The First World War and then immigration restrictions instituted afterward cut off the flow of European immigrants into the United States. Between 1920 and 1930 the numbers of Russian-born people had fallen 16%, Irish by 11%; Germans and Czechs also registered slight declines. Blacks continued to move north as they had done before the war. New York and Illinois (New York City and Chicago) received the largest numbers (Virginia, South Carolina and Georgia lost the greatest number), and in proportion to the total population. Blacks doubled in both. By 1950 9.8% of new York City's population was black (1920, 2.9%); in Chicago 14.1% was black (1920, 4.2%).
The jobs the newly arriving blacks took were the ones the European immigrants had traditionally taken. By the criterion they were the worst jobs. In the slaughter houses and meat- packing plants, for example, this was the picture in 1909. Foreign-born white workers outnumbered the native-born whites and blacks by nearly four to one; blacks were only 3%. The largest ethnic group was Polish (28%) and after them came Lithuanians (12%), Germans and Czechoslovaks (10%).
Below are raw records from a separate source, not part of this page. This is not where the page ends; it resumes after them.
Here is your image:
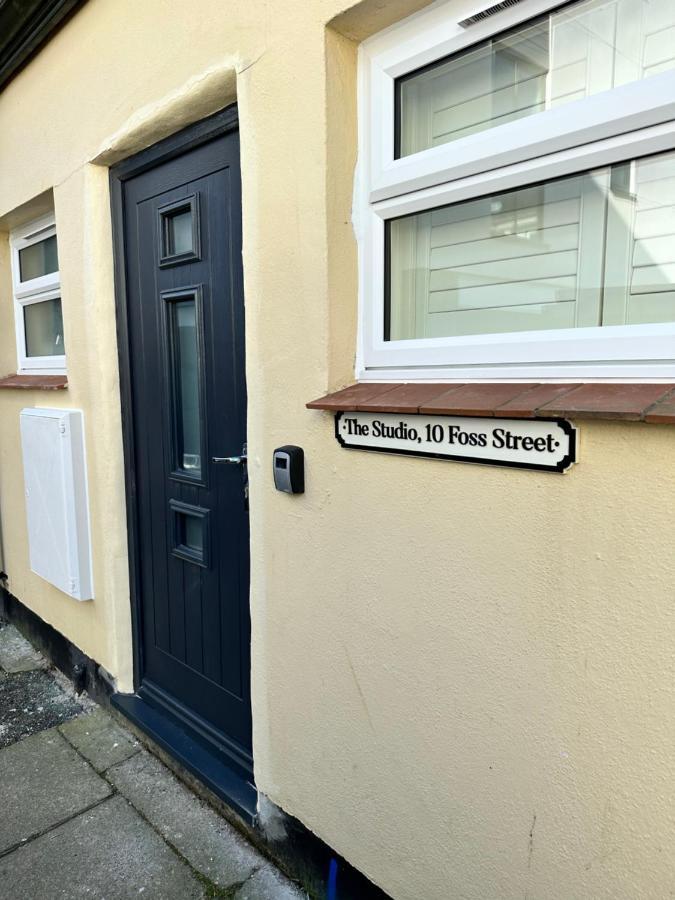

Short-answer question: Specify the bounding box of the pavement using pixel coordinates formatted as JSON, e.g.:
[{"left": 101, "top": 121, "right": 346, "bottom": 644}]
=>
[{"left": 0, "top": 622, "right": 307, "bottom": 900}]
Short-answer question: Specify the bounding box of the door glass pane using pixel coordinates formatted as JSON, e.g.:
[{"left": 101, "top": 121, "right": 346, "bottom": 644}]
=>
[
  {"left": 385, "top": 152, "right": 675, "bottom": 340},
  {"left": 397, "top": 0, "right": 675, "bottom": 156},
  {"left": 166, "top": 209, "right": 194, "bottom": 256},
  {"left": 183, "top": 516, "right": 204, "bottom": 552},
  {"left": 19, "top": 234, "right": 59, "bottom": 281},
  {"left": 170, "top": 299, "right": 202, "bottom": 476},
  {"left": 23, "top": 297, "right": 66, "bottom": 356}
]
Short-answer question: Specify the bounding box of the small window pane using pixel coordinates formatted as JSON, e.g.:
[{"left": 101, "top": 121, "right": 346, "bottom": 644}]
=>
[
  {"left": 385, "top": 146, "right": 675, "bottom": 340},
  {"left": 23, "top": 297, "right": 66, "bottom": 356},
  {"left": 166, "top": 209, "right": 194, "bottom": 256},
  {"left": 19, "top": 235, "right": 59, "bottom": 281},
  {"left": 183, "top": 515, "right": 204, "bottom": 553},
  {"left": 397, "top": 0, "right": 675, "bottom": 156},
  {"left": 170, "top": 299, "right": 202, "bottom": 476}
]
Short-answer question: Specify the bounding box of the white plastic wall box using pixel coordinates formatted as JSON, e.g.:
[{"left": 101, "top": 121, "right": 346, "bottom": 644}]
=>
[{"left": 21, "top": 409, "right": 94, "bottom": 600}]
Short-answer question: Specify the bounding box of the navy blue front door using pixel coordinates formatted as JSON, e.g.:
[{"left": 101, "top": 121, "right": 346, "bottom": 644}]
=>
[{"left": 122, "top": 121, "right": 251, "bottom": 768}]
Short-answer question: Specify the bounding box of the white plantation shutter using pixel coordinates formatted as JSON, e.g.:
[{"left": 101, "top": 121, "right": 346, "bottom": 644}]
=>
[
  {"left": 400, "top": 0, "right": 675, "bottom": 156},
  {"left": 390, "top": 170, "right": 608, "bottom": 340},
  {"left": 389, "top": 153, "right": 675, "bottom": 340}
]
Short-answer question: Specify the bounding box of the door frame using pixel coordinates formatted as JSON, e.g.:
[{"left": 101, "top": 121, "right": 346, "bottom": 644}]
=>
[{"left": 110, "top": 103, "right": 239, "bottom": 691}]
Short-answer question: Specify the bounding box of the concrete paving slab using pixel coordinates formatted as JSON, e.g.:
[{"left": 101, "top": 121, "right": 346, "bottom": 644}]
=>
[
  {"left": 0, "top": 625, "right": 47, "bottom": 672},
  {"left": 107, "top": 751, "right": 266, "bottom": 888},
  {"left": 59, "top": 706, "right": 141, "bottom": 772},
  {"left": 0, "top": 729, "right": 111, "bottom": 852},
  {"left": 234, "top": 863, "right": 307, "bottom": 900},
  {"left": 0, "top": 797, "right": 204, "bottom": 900},
  {"left": 0, "top": 669, "right": 83, "bottom": 748}
]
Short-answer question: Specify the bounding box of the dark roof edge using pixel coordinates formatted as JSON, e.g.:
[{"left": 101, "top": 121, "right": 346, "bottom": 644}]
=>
[{"left": 0, "top": 0, "right": 85, "bottom": 91}]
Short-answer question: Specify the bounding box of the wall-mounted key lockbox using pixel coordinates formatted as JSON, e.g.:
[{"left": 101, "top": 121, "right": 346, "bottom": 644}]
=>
[{"left": 273, "top": 444, "right": 305, "bottom": 494}]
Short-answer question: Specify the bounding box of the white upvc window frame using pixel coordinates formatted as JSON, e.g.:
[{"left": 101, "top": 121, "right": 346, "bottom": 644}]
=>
[
  {"left": 354, "top": 0, "right": 675, "bottom": 381},
  {"left": 10, "top": 213, "right": 67, "bottom": 375}
]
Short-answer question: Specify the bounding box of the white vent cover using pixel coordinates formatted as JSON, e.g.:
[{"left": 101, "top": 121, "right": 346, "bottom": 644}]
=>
[{"left": 21, "top": 409, "right": 94, "bottom": 600}]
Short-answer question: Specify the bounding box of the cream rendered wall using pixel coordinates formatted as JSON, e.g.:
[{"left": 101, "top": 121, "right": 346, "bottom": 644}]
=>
[{"left": 0, "top": 0, "right": 675, "bottom": 900}]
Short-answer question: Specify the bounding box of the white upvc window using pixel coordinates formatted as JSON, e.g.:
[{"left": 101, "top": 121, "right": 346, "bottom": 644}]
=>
[
  {"left": 10, "top": 215, "right": 66, "bottom": 375},
  {"left": 355, "top": 0, "right": 675, "bottom": 380}
]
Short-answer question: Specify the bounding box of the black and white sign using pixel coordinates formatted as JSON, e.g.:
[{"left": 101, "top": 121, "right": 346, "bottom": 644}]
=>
[{"left": 335, "top": 412, "right": 576, "bottom": 472}]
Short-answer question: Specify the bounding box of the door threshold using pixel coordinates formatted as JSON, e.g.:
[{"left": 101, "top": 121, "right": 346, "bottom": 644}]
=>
[{"left": 110, "top": 693, "right": 258, "bottom": 826}]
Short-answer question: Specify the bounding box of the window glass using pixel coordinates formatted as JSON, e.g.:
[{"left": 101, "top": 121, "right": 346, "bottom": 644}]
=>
[
  {"left": 23, "top": 297, "right": 66, "bottom": 356},
  {"left": 183, "top": 515, "right": 204, "bottom": 553},
  {"left": 19, "top": 234, "right": 59, "bottom": 281},
  {"left": 170, "top": 299, "right": 202, "bottom": 476},
  {"left": 166, "top": 209, "right": 194, "bottom": 256},
  {"left": 385, "top": 153, "right": 675, "bottom": 340},
  {"left": 397, "top": 0, "right": 675, "bottom": 156}
]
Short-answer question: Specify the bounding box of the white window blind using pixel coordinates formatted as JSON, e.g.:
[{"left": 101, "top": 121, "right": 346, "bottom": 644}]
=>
[
  {"left": 387, "top": 153, "right": 675, "bottom": 340},
  {"left": 399, "top": 0, "right": 675, "bottom": 156}
]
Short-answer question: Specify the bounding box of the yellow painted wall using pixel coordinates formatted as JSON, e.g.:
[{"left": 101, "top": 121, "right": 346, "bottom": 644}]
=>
[{"left": 0, "top": 0, "right": 675, "bottom": 900}]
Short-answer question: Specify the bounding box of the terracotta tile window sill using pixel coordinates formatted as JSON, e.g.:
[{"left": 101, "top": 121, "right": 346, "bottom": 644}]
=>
[
  {"left": 0, "top": 375, "right": 68, "bottom": 391},
  {"left": 307, "top": 382, "right": 675, "bottom": 425}
]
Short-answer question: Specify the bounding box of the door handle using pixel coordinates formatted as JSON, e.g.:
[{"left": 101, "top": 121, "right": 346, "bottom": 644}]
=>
[{"left": 211, "top": 444, "right": 248, "bottom": 466}]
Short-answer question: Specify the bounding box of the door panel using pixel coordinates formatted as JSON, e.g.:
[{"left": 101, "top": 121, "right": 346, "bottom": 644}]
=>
[{"left": 123, "top": 125, "right": 251, "bottom": 761}]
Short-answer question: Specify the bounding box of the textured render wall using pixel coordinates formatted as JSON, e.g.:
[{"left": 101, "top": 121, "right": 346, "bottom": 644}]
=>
[{"left": 0, "top": 0, "right": 675, "bottom": 900}]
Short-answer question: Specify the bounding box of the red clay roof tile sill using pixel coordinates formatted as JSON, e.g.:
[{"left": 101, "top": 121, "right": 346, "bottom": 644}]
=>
[{"left": 307, "top": 382, "right": 675, "bottom": 425}]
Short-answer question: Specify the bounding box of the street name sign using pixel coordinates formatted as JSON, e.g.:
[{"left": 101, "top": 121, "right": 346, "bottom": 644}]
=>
[{"left": 335, "top": 412, "right": 577, "bottom": 472}]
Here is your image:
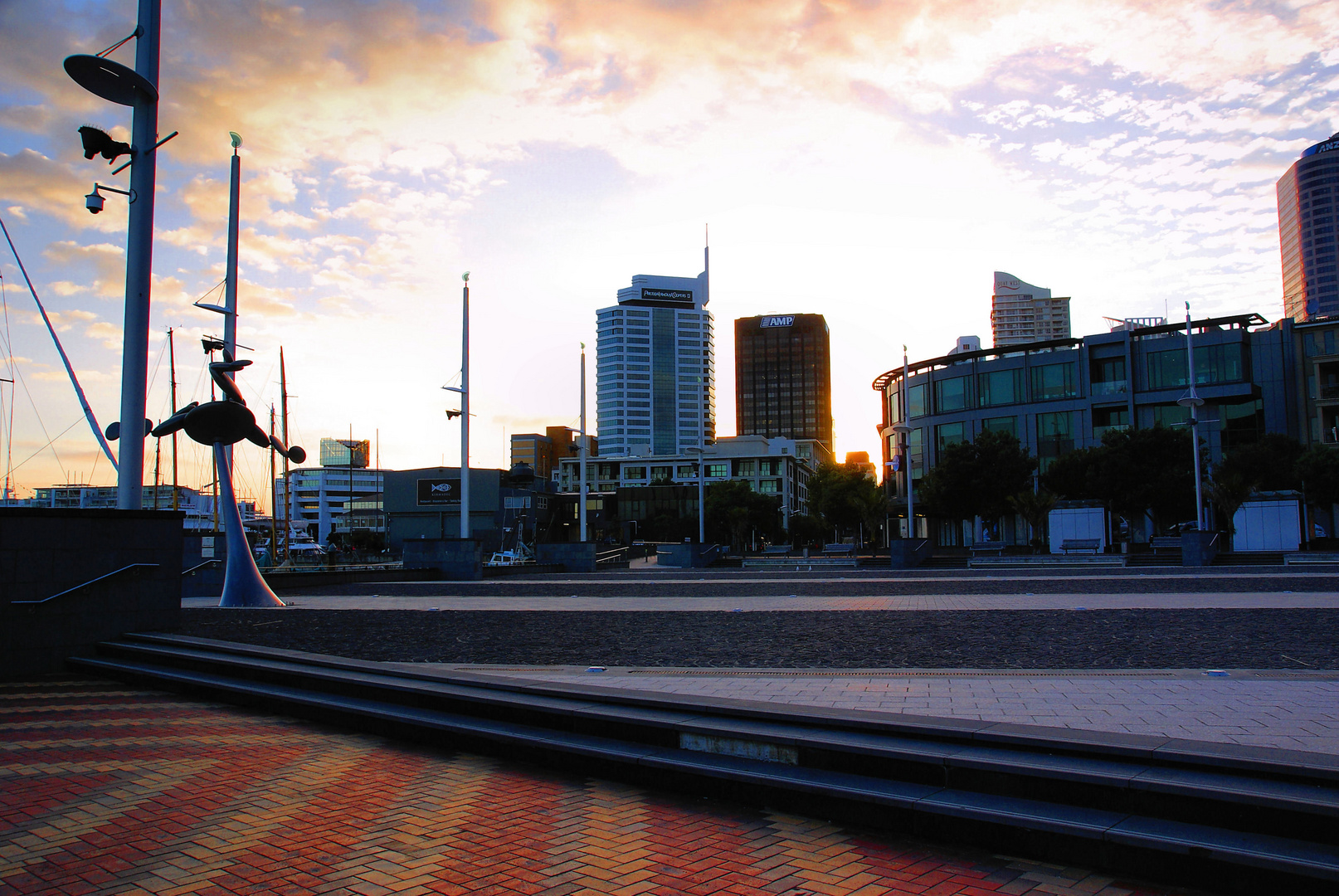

In 1928 the situation was quite different. Blacks were now the largest group in the work force (30%) and native-born whites came after them (27%). The number of Polish-born had dropped to a third of what it had been (12%), Lithuanians were down to 8%, Germans to 3%, and Czechoslovaks to 2% (Taylor 1932:40).
Quite quickly blacks became concentrated in the jobs at the bottom of the occupational structure, and foreign-born ethnics who had been there before them moved out. In part this reflected some very real gains which the white working class had made through union organization and agitation (cf. Rosenbaum 1972) - gains, , incidentally, which were taken at the expense of the black workforce which was excluded from union membership and shut out of the wage bargains the membership could achieve. In part it also reflected broader obstacles of institutional racism and prejudice which stopped blacks getting the education or skill enhancement needed to justify higher wages or jobs in industries with relatively high technological development, expanding productivity and stability of employment.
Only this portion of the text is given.